Sun Dec 8th through Sat the 14th, 2019 at Vancouver Convention Center
Well motivated, well-executed demonstration of permutation based language modeling for both autoregressive and bidirectional purposes The permutation strategy is new and solves an important problem around the split between autoregressive and bidirectional models This is a complete work, but I would have liked more analysis demonstrating how the new methods change the model dynamics, attention patterns over memory and context, or some empirical attempt at explaining how the new methods create better representations. It is clear and well-organized Many are likely to rely on these ideas or similar ones. This does belong in the thread of literature that succeeds BERT. Update: Thank you for including the attentional analysis. If you have the opportunity to examine which tasks are affected most by transfer and can shed light on which examples are correct by XLNet and not by BERT, that might provide valuable insight into what these pretraining procedures are learning.

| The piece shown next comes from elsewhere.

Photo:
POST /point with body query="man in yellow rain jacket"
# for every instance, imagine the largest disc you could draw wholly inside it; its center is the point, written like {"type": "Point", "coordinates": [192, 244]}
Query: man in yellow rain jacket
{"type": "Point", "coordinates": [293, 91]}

The paper proposes a clever solution to bridge the gap between training and fine-tuning a language model (i.e. BERT with masked LM objective). The proposed permutation LM allows the model to look at both left and right context, which has been shown to be beneficial for downstream NLP tasks. To achive this, the paper proposed two-stream self-attention, in which one self-attention layer prevent the current word attend to itself (thus makes optimization become trivial, the model just learn to copy). The authors evaluate their model on downstream NLP tasks including some challenging tasks such as RACE M/H, Yelp-5, SQuaD 2.0. In all experiments, XLNet is fairly compared with BERT (Large and Base) and the results show that XLNet performs better than BERT on downstream tasks. The paper is well-written and easy to follow.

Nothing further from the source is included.